Resonance Health is pleased to announce that it has successfully trained a neural network (artificial intelligence, ‘AI’) for the automated assessment of liver fat from MRI data.

The neural network, which has been trained and validated using in-house HepaFat-Scan® datasets, is intended to provide a fully automated solution for the assessment of liver fat, and to be integrated directly into existing radiology workflows.  

The new AI tool uses standardised magnetic resonance images (acquired using the HepaFat-Scan® protocol) and performs a fully automated analysis to deliver results in near to real time.  The newAI assessment tool has high diagnostic ability at all clinical thresholds, as demonstrated in an unpublished validation study recently completed by the Company.   

The new AI tool (yet to be named by the Company) should be suitable to assess liver fat in patients with Non-alcoholic Fatty Liver Disease (NAFLD) and Nonalcoholic Steatohepatitis (NASH).  It is believed that NAFLD affects 10-30% of the global population of 7.6 billion people. Of those affected people, it is estimated that around 25% will develop liver inflammation (NASH), and around 5% will develop cirrhosis.

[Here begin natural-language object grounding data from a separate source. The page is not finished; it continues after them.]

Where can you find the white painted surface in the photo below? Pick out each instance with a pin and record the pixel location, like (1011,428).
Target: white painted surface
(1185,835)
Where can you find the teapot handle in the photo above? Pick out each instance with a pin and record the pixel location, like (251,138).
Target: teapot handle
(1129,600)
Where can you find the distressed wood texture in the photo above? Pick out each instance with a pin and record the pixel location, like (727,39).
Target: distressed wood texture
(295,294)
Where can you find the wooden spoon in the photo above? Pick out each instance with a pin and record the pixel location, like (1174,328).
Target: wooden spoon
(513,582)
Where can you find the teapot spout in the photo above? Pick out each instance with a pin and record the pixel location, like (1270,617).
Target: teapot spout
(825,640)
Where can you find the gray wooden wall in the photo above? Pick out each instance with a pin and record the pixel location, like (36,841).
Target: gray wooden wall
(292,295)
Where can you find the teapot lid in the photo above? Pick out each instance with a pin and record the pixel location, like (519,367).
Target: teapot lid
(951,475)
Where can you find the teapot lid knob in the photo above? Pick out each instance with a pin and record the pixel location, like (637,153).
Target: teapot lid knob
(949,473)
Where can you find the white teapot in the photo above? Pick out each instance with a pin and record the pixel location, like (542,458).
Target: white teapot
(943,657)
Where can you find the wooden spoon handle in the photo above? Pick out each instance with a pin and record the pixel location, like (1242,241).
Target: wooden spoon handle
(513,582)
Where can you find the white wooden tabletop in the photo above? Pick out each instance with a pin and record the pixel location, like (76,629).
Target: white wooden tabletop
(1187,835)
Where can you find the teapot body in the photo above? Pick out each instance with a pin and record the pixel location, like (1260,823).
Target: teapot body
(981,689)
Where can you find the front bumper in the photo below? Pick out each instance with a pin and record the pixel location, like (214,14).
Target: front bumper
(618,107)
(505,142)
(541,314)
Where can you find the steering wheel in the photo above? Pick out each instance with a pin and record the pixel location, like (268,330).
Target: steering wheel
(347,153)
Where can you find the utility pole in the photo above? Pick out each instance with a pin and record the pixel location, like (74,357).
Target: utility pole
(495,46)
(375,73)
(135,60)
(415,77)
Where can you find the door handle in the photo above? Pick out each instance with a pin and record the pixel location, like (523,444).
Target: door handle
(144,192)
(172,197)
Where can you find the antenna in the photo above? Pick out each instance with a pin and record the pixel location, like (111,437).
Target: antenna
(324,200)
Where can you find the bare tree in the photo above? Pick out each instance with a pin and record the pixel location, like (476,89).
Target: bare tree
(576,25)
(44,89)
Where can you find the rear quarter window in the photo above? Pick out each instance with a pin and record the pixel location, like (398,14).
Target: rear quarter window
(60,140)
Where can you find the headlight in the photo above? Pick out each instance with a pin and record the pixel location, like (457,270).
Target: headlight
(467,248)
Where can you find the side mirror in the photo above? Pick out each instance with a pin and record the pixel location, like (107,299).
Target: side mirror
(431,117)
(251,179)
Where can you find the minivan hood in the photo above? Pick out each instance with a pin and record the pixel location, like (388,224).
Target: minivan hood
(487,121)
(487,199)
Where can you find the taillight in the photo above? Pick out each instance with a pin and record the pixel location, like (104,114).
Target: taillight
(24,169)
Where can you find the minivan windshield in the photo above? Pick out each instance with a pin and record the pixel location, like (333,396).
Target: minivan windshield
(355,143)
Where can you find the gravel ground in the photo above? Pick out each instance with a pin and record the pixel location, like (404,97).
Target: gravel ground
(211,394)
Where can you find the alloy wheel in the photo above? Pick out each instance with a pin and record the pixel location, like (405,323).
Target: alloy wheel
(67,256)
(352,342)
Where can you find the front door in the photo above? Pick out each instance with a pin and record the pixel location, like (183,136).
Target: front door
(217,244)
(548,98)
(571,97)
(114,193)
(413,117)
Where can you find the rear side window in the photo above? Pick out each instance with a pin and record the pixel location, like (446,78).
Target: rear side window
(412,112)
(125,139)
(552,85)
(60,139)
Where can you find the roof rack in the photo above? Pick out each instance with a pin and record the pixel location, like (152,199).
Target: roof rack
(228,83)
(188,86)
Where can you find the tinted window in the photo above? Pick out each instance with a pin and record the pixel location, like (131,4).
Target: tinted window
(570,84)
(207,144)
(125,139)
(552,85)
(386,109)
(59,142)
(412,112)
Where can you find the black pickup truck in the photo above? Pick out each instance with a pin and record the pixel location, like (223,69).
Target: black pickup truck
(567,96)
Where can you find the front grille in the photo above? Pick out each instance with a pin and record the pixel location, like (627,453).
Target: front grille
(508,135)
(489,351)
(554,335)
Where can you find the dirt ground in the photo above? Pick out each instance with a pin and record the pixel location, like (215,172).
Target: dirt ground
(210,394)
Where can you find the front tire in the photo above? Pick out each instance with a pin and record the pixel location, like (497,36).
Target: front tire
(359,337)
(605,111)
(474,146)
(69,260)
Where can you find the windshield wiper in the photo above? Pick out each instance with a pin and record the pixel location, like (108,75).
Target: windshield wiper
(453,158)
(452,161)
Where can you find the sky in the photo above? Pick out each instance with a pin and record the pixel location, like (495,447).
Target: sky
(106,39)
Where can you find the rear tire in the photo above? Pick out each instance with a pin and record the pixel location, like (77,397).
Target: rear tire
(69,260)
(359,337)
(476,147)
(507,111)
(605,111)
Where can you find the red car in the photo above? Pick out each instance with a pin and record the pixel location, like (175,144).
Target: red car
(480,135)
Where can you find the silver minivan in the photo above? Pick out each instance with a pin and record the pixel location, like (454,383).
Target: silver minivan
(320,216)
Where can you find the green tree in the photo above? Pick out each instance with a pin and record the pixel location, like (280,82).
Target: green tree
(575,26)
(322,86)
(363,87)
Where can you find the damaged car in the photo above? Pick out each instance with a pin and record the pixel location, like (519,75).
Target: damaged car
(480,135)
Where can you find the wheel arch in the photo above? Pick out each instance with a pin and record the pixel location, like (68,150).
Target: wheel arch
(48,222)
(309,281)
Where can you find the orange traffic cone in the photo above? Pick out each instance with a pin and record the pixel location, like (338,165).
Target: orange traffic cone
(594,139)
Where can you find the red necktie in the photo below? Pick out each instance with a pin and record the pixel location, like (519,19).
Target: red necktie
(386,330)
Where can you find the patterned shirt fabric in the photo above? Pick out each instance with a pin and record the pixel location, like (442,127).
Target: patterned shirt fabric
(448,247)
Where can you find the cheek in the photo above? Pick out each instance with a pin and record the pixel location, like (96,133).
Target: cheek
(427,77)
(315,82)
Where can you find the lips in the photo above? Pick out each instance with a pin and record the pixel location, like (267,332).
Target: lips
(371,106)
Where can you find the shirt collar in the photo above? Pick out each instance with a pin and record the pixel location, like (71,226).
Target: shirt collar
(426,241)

It is predicted that by 2020, NAFLD will be the leading cause of liver transplants globally.  In these instances, the Company’s new AI tool could be used by clinicians as an aid to diagnose and manage the treatment of these conditions.

The next step in the commercialisation of the new AI tool is the preparation of a dossier for regulatory clearances.  The Company has commenced work on this and hopes to be in a position to submit an application for regulatory approval by the end of the first quarter of 2020. 

Additional work in the application of AI to other organs and disease conditions continues, with the Company’s focus on developing and deploying cutting-edge assistance tools for clinicians and radiologists to aid with the diagnosis and management of patients.

Further updates will be provided as work progresses.